Lamar Energy Center is a combined cycle facility located about 110 miles northeast of Dallas, with a capacity of 1,000 MW. NextEra describes it as an "intermediate plant, which means it is dispatched to operate approximately 16 hours every day." The Forney Energy Center, also an intermediate plant, is a combined-cycle facility with 1,792 MW of capacity.
"I warn folks all the time, we've gone through processes before on our merchant assets," Robo said. "And that doesn't necessarily mean at the end of the day that we divest those assets. We sometimes go through the process and we retain those assets, but we believe that there may be folks that are very interested in those assets; they've been great assets for us."
"We believe that there might be a shareholder base or other bases out there that believe those assets are worth more to them than they would be to our shareholders," he said.
Meanwhile, NextEra continues to work towards regulatory approval on its merger with Hawaiian Electric, ever since the deal was proposed late last year.

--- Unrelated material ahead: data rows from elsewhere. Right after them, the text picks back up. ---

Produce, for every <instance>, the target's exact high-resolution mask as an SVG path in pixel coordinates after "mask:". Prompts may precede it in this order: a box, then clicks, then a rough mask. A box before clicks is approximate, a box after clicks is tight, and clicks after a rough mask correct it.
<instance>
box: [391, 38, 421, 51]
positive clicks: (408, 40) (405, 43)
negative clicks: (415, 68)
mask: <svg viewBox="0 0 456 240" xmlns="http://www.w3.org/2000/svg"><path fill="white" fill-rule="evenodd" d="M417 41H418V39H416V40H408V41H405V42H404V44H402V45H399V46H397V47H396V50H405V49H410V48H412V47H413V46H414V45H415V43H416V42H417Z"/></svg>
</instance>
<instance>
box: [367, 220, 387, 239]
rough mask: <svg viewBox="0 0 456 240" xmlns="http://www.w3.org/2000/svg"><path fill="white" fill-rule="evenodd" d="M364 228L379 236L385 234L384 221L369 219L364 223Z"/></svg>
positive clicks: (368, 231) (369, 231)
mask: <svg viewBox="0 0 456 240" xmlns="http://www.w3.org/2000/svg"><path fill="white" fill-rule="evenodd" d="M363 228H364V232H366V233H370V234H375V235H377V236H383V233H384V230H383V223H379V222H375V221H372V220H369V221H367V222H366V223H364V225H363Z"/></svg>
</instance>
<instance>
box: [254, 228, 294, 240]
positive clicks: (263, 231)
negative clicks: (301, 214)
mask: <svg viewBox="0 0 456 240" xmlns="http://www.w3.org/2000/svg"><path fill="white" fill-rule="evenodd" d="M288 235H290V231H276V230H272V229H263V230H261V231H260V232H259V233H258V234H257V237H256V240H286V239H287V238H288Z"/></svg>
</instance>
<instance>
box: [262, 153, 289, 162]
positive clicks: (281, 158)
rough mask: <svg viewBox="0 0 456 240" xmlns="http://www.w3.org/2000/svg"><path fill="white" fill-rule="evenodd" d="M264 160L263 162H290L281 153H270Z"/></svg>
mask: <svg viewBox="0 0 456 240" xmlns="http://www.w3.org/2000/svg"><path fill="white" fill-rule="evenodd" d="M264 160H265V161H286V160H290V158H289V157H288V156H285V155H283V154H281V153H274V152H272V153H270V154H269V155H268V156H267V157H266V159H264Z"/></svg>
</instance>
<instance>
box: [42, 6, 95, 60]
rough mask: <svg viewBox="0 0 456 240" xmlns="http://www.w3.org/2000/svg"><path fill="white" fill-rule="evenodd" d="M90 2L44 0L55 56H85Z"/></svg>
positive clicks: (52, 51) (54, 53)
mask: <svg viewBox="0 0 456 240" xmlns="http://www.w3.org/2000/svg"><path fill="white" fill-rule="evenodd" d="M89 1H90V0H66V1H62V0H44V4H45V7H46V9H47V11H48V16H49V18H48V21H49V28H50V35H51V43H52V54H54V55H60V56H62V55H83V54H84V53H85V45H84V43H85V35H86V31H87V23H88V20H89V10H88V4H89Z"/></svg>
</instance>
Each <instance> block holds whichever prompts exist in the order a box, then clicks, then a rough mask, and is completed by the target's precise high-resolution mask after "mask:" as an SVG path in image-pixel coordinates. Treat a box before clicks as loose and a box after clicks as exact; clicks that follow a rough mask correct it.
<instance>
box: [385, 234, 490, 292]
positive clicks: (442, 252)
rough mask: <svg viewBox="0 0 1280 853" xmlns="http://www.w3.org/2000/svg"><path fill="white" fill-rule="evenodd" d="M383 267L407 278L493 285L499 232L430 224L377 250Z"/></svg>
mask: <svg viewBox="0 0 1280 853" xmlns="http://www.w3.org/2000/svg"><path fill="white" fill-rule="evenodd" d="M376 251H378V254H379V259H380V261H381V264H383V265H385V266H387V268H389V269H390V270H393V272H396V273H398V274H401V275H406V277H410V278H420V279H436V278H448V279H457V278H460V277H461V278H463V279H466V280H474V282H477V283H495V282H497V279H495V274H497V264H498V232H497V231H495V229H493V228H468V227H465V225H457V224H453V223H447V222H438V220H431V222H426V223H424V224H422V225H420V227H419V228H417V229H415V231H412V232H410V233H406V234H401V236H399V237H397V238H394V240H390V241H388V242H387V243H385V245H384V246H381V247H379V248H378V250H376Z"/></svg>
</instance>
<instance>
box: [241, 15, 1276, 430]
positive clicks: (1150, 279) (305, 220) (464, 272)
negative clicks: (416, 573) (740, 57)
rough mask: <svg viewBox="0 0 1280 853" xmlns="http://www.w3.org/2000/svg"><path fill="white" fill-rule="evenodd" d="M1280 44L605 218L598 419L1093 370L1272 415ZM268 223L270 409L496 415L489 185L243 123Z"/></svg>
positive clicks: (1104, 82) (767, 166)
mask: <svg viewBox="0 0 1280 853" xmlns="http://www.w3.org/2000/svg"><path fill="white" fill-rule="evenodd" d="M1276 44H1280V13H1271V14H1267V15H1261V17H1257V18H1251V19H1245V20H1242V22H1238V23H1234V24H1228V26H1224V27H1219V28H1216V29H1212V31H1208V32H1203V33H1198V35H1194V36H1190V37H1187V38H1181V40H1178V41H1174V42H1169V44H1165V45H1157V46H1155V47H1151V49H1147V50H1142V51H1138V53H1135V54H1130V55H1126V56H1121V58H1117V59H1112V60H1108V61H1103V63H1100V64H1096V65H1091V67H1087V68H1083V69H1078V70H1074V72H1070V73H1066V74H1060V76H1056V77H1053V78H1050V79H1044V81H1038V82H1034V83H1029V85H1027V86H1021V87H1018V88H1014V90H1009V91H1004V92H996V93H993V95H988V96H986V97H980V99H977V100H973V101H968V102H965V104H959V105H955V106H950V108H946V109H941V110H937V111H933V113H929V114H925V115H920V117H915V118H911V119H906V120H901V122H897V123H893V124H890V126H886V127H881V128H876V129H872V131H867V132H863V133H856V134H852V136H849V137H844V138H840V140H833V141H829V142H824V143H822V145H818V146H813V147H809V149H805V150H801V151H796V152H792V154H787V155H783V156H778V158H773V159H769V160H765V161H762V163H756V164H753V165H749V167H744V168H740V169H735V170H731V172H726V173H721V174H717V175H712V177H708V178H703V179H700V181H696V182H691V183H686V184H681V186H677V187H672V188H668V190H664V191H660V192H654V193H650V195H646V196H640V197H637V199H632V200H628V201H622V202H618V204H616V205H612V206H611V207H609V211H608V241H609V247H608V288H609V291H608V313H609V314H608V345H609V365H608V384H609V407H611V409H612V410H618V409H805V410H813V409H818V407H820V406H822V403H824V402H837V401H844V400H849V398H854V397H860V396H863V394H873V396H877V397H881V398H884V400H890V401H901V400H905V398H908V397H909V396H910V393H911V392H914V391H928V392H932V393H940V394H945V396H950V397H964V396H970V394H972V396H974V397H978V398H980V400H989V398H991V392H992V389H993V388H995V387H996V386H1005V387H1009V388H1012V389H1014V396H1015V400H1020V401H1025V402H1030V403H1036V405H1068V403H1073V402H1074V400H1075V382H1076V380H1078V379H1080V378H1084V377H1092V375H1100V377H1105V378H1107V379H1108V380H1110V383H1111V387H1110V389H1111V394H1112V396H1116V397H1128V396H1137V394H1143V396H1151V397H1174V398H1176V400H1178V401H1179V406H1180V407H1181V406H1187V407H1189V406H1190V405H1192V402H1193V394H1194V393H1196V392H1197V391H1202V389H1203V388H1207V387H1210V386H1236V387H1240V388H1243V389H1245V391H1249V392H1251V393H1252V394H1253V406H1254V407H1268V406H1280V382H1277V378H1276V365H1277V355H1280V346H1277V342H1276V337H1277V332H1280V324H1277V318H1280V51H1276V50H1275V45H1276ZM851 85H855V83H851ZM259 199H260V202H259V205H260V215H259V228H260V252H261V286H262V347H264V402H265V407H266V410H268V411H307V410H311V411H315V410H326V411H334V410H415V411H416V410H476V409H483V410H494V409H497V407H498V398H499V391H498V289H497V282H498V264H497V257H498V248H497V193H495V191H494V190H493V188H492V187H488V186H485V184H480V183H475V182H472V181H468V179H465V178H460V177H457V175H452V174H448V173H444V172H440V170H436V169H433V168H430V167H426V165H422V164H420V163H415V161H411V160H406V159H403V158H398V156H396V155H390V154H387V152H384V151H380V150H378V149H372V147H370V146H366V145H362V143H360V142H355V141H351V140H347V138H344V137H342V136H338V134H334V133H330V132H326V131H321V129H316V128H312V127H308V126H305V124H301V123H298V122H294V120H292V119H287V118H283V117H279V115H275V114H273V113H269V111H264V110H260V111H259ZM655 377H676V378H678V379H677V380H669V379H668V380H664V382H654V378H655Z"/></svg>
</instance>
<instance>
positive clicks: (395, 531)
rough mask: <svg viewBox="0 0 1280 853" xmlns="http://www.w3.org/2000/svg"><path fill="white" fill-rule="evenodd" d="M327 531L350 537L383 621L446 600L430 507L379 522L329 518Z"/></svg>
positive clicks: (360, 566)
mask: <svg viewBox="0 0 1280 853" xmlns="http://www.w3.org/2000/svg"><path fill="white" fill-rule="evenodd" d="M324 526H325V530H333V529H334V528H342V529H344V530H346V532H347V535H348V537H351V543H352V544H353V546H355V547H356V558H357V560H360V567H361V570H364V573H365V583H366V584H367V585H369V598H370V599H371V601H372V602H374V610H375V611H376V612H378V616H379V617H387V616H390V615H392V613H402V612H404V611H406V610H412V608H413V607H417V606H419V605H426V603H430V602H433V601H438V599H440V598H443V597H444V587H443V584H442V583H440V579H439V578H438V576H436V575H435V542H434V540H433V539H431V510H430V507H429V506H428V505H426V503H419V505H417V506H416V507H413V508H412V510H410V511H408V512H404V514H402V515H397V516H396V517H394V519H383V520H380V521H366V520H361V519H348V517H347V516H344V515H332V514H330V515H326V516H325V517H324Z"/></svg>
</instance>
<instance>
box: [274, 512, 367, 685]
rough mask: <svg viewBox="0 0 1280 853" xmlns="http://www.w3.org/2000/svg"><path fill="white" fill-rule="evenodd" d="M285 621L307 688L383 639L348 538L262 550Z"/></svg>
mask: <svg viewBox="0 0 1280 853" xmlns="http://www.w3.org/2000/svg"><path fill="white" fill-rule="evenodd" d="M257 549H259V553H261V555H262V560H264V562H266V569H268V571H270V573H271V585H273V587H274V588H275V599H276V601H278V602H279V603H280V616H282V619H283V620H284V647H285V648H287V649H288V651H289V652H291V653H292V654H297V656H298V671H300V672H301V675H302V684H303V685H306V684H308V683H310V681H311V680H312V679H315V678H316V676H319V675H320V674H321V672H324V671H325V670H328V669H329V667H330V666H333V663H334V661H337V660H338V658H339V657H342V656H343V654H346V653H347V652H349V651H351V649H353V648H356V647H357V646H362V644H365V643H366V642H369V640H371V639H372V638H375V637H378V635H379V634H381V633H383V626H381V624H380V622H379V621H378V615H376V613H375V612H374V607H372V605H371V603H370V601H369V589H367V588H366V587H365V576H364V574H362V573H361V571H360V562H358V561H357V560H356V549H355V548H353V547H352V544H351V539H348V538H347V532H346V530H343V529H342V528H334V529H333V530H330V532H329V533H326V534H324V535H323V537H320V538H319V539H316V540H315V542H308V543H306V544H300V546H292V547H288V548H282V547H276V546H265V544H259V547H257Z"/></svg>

"[T]he final hurdle ... is state regulatory approval in Hawaii," Robo said on the call. "We have recently gotten a couple intervenors to either fall away or announce their support, and I was very pleased that the IBEW announced their support for the transaction last week."
Robo's expectation is that the deal, which has been met with notable opposition on the islands, won't get a decision from state regulators until next year. "[W]e're going to continue to work it and continue to talk to the parties to try to get it across the finish line," he said.
The company reported third-quarter net income of $879 million, or $1.93/share. Florida Power & Light, NextEra's principal regulated subsidiary, reported third-quarter 2015 net income of $489 million, or $1.07/share, compared to $462 million the year before.